Yusuf is receiving treatment in a torture rehabilitation centre in Northern Lebanon. He was held captive and subjected to electric shock in Syria for allegedly taking part in protests.

“I was injected with some kind of substance so I stopped seeing… They laid me on a table and forced me to confess, repeatedly asking me ‘who told you to protest, who told you to come out to the streets?’” said Yusuf.

“I told them as much as I could, but I felt I had to say anything to escape torture,” he said.

Torture across Syria by Government forces and some armed opposition groups is rampant, said UN Human Rights Chief Navi Pillay, during a press conference in April.

“In armed conflict, torture constitutes a war crime. When it is used in a systematic or widespread manner… it also amounts to a crime against humanity,” she said.

According to a report by the UN Human Rights Office, men, women and children have been routinely picked up from the street, their homes and workplaces, or arrested at Government-manned checkpoints. Many are activists – often students – as well as lawyers, medical personnel and humanitarian workers, and some just happened to be in the wrong place at the wrong time, the report states.

In another case, Abu Yazan was held in detention accused of being a terrorist.

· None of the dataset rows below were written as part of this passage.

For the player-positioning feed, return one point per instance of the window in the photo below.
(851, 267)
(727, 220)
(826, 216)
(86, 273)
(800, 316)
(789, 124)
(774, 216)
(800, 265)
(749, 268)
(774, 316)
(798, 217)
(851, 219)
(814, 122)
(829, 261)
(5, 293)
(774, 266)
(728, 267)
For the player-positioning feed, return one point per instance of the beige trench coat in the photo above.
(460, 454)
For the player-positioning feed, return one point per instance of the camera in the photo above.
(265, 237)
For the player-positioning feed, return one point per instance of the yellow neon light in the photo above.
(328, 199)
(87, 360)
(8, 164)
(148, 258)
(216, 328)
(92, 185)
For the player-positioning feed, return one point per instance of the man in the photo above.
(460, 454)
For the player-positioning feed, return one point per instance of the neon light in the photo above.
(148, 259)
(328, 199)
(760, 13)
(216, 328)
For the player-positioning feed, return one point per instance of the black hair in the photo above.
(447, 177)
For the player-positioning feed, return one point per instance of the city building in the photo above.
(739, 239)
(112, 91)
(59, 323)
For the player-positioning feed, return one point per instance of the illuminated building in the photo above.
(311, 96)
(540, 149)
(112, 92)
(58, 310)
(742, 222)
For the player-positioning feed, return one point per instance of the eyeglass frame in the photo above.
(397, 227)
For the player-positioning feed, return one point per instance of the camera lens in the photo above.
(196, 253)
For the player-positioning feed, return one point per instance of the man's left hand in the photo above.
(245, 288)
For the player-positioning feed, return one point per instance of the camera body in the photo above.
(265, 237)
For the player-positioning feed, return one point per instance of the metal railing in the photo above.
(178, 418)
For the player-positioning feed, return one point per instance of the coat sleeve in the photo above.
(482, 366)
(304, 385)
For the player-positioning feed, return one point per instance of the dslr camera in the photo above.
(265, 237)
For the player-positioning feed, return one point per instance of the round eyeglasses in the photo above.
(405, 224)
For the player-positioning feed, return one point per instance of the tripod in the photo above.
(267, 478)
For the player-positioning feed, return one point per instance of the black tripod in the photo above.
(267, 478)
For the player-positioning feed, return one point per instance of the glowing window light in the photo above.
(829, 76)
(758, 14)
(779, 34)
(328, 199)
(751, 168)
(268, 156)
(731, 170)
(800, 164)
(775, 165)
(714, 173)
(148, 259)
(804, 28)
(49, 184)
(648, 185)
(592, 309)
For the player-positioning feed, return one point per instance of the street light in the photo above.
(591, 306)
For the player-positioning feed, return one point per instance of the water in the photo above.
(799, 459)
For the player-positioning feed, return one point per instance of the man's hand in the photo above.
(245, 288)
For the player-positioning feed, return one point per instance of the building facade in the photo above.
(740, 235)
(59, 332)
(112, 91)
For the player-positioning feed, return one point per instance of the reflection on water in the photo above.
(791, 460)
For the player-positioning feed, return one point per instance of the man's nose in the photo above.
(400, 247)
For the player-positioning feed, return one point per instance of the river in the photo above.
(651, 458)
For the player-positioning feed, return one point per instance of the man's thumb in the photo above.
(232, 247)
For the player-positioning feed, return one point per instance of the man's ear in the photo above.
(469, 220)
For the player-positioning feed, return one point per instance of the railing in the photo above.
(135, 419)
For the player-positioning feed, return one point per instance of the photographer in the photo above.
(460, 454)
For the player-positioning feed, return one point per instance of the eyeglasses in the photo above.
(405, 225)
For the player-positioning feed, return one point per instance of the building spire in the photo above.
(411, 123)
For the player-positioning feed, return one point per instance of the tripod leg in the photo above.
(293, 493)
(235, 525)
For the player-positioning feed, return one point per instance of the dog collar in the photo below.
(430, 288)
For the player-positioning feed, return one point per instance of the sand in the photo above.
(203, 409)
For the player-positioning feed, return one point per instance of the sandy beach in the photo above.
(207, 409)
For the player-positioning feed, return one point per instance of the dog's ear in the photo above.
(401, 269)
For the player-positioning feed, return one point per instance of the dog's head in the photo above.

“They inflicted electric shocks to my sexual parts and to my chest,” he said, adding that the worst part was living in a cell totally naked with about 64 men.

Today, both Yusuf and Abu Yazan are receiving rehabilitation services, including psychotherapy, as well as legal and social support at NGO Restart Center in Tripoli, which is one of many centers supported by the UN Fund for Victims of Torture across the world. In Lebanon, the Fund also supports the Lebanese Center for Human Rights (CLDH), which provides vital services to victims of torture, including from Syria.

In 2013, the UN Fund for Victims of Torture enabled the Restart Center to provide specialized assistance to 180 victims of torture from Syria and it hopes to reach at least an additional 150 this year.

“The UN Fund for Victims of Torture is a practical tool of the UN Human Rights Office to support torture victims in need of rehabilitation and assistance. The Fund responds, both rapidly and in the long term, to the plight of thousands of victims who would otherwise remain unattended and marginalized,” said Pillay.

Since its establishment by the General Assembly in 1981, the UN Voluntary Fund for Victims of Torture, managed by the UN Human Rights Office, has awarded grants to more than 600 organizations, providing rehabilitation to more than 50,000 victims and their families worldwide every year.

The UN International Day in Support of Victims of Torture is marked annually on 26 June to speak out against the crime of torture and to honour and support victims and survivors around the world.

Names were changed to protect the victims.